Cipriano Salcedo fue uno de los muchos vallisoletanos que, mediado el siglo XVI, creyeron que la instalación de la Corte en la villa podía tener carácter definitivo. Valladolid no sólo rebosaba de artesanos competentes y nobles de primera fila, sino que las Cortes y la vida política no daban ninguna impresión de provisionalidad. Al contrario, una vez llegado el medio siglo, el progreso de la ciudad se manifestaba en todos los órdenes. Valladolid crecía, su caserío desbordaba los antiguos límites y la población aumentaba a un ritmo regular. No cabemos ya dentro de la muralla, decían orgullosos los vallisoletanos. Y ellos mismos se replicaban: Construiremos otra mayor que nos acoja a todos.
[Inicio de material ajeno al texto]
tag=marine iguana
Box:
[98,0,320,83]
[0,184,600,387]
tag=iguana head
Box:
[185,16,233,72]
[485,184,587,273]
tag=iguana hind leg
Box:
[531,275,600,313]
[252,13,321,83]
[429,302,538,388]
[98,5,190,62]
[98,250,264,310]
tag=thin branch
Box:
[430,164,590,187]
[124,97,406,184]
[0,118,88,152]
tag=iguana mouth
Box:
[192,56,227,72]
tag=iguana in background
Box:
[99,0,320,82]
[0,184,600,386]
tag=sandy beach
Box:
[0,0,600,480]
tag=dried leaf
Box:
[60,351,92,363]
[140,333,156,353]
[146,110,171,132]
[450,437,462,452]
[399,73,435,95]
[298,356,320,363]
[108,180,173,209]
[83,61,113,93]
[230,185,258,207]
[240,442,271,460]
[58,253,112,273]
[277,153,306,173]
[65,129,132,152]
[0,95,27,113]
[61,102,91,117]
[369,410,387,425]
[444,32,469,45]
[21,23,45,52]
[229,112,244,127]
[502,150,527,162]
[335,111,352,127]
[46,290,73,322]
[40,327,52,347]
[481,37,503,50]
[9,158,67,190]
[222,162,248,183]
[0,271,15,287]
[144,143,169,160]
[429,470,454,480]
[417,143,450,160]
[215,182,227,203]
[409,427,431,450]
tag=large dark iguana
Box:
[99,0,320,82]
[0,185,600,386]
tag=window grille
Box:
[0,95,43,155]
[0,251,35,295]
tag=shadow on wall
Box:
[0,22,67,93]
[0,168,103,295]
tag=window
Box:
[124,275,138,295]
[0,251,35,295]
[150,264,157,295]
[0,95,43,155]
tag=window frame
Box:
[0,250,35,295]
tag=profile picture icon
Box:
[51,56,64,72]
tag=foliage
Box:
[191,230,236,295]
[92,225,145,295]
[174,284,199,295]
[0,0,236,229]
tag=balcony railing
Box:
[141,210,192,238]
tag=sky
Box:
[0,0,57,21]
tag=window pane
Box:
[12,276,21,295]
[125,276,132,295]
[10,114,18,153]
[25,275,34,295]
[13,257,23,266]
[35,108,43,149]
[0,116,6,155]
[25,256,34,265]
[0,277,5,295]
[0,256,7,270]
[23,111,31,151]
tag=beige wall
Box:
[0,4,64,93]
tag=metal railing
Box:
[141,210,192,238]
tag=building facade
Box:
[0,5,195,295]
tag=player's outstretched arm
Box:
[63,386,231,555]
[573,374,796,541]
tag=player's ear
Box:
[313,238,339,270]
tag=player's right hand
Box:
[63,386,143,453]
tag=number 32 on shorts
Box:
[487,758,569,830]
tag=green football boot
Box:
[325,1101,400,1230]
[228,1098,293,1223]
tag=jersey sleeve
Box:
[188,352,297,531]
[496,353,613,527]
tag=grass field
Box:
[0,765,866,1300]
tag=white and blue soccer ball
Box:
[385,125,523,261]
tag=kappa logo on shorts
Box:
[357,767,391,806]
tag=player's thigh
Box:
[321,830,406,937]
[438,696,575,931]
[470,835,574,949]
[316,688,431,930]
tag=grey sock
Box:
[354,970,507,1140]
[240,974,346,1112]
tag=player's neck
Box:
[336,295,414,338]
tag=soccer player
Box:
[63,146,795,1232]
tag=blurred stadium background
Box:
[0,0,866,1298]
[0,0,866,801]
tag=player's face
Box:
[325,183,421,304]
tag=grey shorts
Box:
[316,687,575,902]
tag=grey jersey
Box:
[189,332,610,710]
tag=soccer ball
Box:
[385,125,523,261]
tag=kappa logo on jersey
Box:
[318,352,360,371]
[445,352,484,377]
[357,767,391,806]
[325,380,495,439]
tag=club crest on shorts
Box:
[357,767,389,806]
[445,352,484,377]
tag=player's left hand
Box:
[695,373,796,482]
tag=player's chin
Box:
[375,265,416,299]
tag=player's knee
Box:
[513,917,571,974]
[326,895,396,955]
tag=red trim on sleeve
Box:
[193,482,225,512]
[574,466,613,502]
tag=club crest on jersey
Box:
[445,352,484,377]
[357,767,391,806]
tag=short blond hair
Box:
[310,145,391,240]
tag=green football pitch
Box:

Un visitante flamenco, Laurent Vidal, decía de ella: Valladolid es una villa tan grande como Bruselas. Y el ensayista español Pedro de Medina medía la belleza de la Plaza Mayor por los huecos que ofrecía al exterior:
¿Qué decir -escribía- de una plaza con quinientas puertas y seis mil ventanas?. Pero, doblado el medio siglo, la construcción, activa ya desde 1540, se aceleró, se acabaron de urbanizar las Tenerías, frente a la Puerta del Campo, y se levantaron importantes edificios más allá de las puertas de Teresa Gil, San Juan y la Magdalena. Las huertas de Santa Clara perdieron pronto su carácter agrícola y se convirtieron primero en solares y, luego, en casas de pisos con balcones de herraje, formando un barrio que corría paralelo al río Pisuerga.